Od 1870 roku do 1946 roku funkcjonowały tutaj:
– w trakcie wojny prusko-francuskiej 1870-1871 – obóz jeniecki,
– w trakcie I wojny światowej – obóz jeniecki,
– w okresie międzywojennym – obóz dla przesiedleńców niemieckich, wysiedlonych z ziem, które przypadły po Plebiscycie na Śląsku – Polsce,
– w trakcie II wojny światowej – obozy jenieckie,
– w latach 1945-1946 – obóz przesiedleńczy/polski obóz pracy, głównie dla Niemców i Ślązaków oczekujących na przesiedlenie do Niemiec.
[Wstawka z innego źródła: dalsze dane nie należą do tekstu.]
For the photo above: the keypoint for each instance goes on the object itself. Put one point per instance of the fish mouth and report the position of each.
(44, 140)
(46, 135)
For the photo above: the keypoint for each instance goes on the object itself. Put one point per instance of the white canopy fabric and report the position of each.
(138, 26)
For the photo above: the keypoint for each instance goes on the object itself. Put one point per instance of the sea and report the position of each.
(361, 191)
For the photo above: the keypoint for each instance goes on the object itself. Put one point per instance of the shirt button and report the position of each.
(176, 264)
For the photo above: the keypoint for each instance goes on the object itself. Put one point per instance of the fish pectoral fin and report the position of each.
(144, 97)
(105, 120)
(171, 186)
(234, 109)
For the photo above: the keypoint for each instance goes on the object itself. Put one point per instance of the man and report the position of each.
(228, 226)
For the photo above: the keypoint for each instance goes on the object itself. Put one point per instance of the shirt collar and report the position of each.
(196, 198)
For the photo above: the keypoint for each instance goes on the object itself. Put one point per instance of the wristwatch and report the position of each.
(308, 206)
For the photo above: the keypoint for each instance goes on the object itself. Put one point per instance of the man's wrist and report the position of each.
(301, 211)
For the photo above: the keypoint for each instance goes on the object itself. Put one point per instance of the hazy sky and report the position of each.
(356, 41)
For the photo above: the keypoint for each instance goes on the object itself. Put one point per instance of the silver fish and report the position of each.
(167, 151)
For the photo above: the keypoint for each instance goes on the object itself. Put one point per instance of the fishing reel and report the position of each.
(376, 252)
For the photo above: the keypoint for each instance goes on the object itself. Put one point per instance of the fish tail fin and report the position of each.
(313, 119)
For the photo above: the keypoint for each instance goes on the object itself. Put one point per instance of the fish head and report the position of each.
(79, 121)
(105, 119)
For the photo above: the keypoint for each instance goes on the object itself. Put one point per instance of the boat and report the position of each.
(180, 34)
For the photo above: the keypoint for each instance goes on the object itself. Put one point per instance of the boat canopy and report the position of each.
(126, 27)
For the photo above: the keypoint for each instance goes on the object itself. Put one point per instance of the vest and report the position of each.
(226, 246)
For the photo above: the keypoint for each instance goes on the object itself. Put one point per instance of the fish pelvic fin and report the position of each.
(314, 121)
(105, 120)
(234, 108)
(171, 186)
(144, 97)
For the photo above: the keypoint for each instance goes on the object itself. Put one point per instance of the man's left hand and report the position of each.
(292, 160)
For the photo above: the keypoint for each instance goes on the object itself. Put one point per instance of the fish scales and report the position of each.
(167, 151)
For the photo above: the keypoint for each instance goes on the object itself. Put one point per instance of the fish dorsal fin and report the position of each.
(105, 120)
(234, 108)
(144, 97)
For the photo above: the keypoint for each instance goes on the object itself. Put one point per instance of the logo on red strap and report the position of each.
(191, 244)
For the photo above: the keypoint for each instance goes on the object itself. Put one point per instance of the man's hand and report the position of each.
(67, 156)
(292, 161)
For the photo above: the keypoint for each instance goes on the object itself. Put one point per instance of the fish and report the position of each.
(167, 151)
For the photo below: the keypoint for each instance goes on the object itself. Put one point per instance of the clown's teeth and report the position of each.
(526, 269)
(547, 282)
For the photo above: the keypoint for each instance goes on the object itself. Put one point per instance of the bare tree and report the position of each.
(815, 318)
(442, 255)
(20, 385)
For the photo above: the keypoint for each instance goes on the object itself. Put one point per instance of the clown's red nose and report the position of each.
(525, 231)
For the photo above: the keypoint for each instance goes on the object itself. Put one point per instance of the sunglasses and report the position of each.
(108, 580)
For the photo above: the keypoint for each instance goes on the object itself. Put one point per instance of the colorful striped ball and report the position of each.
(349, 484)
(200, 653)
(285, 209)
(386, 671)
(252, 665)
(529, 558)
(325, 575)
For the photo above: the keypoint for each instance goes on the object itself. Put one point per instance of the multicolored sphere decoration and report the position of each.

Makiety wszystkich obozów można zobaczyć w niewielkim Muzeum w Opolu, a miejsca pamięci na ogromnie rozległych terenach wokół dzisiejszych Łambinowic.

Dla Ireny Jurgielewiczowej, podobnie jak dla większości jeńców okresu II wojny światowej Lamsdorf był jedynie obozem przejściowym, przystankiem w drodze do innych obozów.

Jego piekło połączyło wielu. Wśród tych najbardziej znanych jeńców byli:
Św. Maksymilian Kolbe – franciszkanin. Nim trafił do Auschwitz, gdzie oddał swoje życie za Franciszka Gajowniczka, przebywał w obozie tymczasowym w Lamsdorf, po tym jak 12 września 1939 r. wojska niemieckie zajęły Niepokalanów, w którym mieszkał, aresztując go wraz z innymi mieszkańcami miasteczka.
Miron Białoszewski – poeta, prozaik i dramatopisarz. Do Lamsdorf trafił w pierwszej dekadzie października 1944r., tuż po kapitulacji Warszawy, w której zginęły setki tysięcy ludzi. W obozie przebywał tylko kilka dni, dlatego na szczęście nie zdążył poznać jego grozy.
Leon Schiller – jeden z najwybitniejszych polskich reżyserów teatralnych i twórca idei polskiego teatru monumentalnego- wystawiał m.in. “Dziady”, “Kordiana”, “Zbrodnię i Karę” czy “Annę Kareninę”. W Powstaniu Warszawskim walczył w randze podporucznika AK. Był więźniem Oflagu Murnau, Stalagu 344 Lamsdorf i więźniem obozu koncentracyjnego Auschwitz.
Witold Pilecki – najodważniejszy rotmistrz II wojny światowej, który doświadczył obozowego losu dwukrotnie, najpierw jako więzień KL Auschwitz, następnie jako jeniec Stalagu 344 Lamsdorf oraz Oflagu VII A Murnau.
Denholm Mitchell Elliott – nominowany do Oskara brytyjski aktor. Do niewoli trafił w 1942 r. po strąceniu przez Niemców samolotu, w którym był strzelcem i radiooperatorem. W Lamsdorf angażował się w organizowanie obozowego życia teatralnego. Po wojnie odniósł wiele sukcesów. Zagrał ponad 120 ról w filmach i serialach telewizyjnych, w tym np. w serii o Indianie Jonesie. Wspomnianą nominację do Oscara otrzymał w 1987 r. za „Pokój z widokiem”. Zmarł w 1922 roku.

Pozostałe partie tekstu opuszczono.